Static routes have a default preference of 5.
Destination prefix and next-hop
must be specified for a static route. The
next-hop
is the next IP address, or reject
or discard
(the former sends
an ICMP, the latter does not).
On point to point interfaces, the egress interface can be specified instead of
a next-hop
.
By default, the next-hop
IP address of static routes must be reachable using
a direct route (a directly connected network) for the route to be active. If a
next-hop
IP address becomes unreachable, the route will not become active.
By default, Junos does not perform recursive lookups for the next-hop
IP
address. The resolve
option on a route changes this to enable recursive
lookups.
qualified-next-hop
allows next hops to be specified with different
preferences. For example, two next hops can be specified with different
preferences; if the first becomes unavailable, the second will be used. This
is also called a ‘floating static route’. Example;
static {
route 0.0.0.0/0 {
next-hop ...;
qualified-next-hop ... {
preference 7;
}
}
}
The no-readvertise
option stops static routes being advertised through
routing policy. It is highly recommended that routes for management traffic
have this option set.
The defaults
section specifies defaults for static routes that do not have
options defined. Example;
static {
defaults {
preference 250;
}
}
Other route
options include as-path
, community
, metric
and
preference
. The first two are useful if the route is to be redistributed
into BGP. metric
breaks ties between routes with the same preference
value.
Collections of routes with similar destinations and the same next-hop
.
Reduce the size of routing advertisements and the routing table or ‘RIB’, and
hide local routing instabilities.
Aggregate routes must have at least one contributing route active in the routing table to be active. The default route preference for aggregate routes is 130. If the router receives a packet for a more specific route inside the aggregate route, but the more specific route does not exist or is inactive, the router sends an ICMP ‘reject’.
The edit routing-options
hierarchy has a defaults
section, like static
routes. There can only be one aggregate route per prefix; in other words, a
prefix can only be part of one aggregated route.
The additional options for aggregate routes are the same as for static routes,
except there is an additional policy
option. By default, the router
activates an aggregate route with just one contributing route. The policy
option requires more contributing routes to be active.
show route <prefix> exact detail
shows the contributing routes for an
aggregate route.
Similar to aggregate routes. Generated routes are active when at least one
contributing (more specific) route is active. A generated route receives the
next-hop
of the primary contributing route.

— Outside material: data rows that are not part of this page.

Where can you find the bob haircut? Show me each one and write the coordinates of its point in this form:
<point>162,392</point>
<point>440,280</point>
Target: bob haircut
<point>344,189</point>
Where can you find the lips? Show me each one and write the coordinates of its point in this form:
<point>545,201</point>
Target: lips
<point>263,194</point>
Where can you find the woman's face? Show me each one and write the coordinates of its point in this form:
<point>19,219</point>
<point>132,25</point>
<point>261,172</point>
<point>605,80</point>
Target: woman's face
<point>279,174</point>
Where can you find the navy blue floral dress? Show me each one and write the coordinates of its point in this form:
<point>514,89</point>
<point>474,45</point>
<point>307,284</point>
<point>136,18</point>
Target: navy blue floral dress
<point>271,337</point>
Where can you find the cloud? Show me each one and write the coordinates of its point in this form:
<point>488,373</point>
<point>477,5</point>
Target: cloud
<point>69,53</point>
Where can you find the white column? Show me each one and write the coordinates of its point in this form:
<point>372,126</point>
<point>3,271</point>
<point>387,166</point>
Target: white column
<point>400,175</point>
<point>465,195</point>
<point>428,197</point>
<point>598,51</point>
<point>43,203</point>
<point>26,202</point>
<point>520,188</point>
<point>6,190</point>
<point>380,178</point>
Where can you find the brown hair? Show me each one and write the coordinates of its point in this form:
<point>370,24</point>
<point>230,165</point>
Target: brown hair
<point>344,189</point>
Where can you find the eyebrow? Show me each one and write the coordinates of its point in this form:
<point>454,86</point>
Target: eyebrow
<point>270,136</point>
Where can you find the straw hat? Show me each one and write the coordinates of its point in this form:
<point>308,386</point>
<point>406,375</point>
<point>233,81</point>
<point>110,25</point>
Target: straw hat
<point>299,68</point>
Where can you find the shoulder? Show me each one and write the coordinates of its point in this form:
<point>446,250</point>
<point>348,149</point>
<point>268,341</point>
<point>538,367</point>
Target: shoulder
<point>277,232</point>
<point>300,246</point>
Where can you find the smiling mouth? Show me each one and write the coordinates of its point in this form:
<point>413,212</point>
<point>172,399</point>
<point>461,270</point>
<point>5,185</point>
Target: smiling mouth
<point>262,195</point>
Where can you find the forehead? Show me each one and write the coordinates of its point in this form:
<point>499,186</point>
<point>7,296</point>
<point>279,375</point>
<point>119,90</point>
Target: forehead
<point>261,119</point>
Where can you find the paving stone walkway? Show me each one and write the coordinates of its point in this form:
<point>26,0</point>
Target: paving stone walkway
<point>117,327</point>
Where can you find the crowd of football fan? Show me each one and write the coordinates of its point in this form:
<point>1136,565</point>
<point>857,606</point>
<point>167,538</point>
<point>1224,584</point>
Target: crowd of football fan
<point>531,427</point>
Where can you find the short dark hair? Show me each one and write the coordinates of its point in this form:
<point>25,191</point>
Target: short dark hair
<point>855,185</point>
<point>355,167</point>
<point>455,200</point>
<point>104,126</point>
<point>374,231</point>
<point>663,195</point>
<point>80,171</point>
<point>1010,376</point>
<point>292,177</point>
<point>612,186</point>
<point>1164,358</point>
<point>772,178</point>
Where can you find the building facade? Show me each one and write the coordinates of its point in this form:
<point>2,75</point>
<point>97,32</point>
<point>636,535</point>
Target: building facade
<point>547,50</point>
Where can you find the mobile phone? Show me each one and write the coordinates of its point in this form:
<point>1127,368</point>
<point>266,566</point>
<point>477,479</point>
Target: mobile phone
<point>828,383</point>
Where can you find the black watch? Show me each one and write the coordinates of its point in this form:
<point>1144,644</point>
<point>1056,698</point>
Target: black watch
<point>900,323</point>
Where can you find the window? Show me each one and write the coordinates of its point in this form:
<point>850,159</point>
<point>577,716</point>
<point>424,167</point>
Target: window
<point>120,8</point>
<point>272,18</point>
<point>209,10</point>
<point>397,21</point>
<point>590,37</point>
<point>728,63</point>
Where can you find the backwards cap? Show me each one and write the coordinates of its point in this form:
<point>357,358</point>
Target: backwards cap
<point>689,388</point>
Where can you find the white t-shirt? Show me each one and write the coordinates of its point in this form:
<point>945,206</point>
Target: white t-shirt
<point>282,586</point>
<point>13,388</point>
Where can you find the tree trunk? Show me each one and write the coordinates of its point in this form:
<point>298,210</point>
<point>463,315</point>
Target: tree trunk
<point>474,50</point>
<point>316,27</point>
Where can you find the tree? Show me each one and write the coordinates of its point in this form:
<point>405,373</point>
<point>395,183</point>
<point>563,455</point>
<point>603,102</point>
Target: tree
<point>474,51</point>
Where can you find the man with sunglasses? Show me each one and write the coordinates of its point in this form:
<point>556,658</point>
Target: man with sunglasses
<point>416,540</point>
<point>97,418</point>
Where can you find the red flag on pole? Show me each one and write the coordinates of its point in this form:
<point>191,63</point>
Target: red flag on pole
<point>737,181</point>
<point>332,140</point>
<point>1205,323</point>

The route with the lowest
preference, then the lowest number prefix (not the lowest prefix length), is
selected as the primary contributing route.
Example; generated routes can be used to advertise a default route, only when a specific route is received from another router.
Match a prefix advertised over BGP to this router, naming the rule to do so as
match-contributing-prefix
;
policy-options {
policy-statement match-contributing-prefix {
from {
protocol bgp;
route-filter 10.0.0.0/16 exact;
}
then accept;
}
term else-reject {
then reject;
}
Add a second policy to match the default generated route, to later export it to
OSPF. Note that aggregate
here matches both aggregate and generated routes;
policy-statement export-default {
term match-default {
from {
protocol aggregate;
route-filter 0.0.0.0/0 exact;
}
then accept;
}
}
}
Generate the default route if match-contributing-prefix
was matched;
routing-options {
generate {
defaults {
preference 130;
}
route 0.0.0.0/0 policy match-contributing-prefix;
}
}
Finally, export the default route into OSPF, which will only work if the route is generated above;
protocols ospf {
export export-default;
area 0.0.0.0 {
....
}
}
Addresses for which all routing information is ignored. These routes are normally sent by improperly configured systems.
routing-options {
show martians {
.... orlonger;
}
}
Use the allow
command to remove prefixes from the martians address list.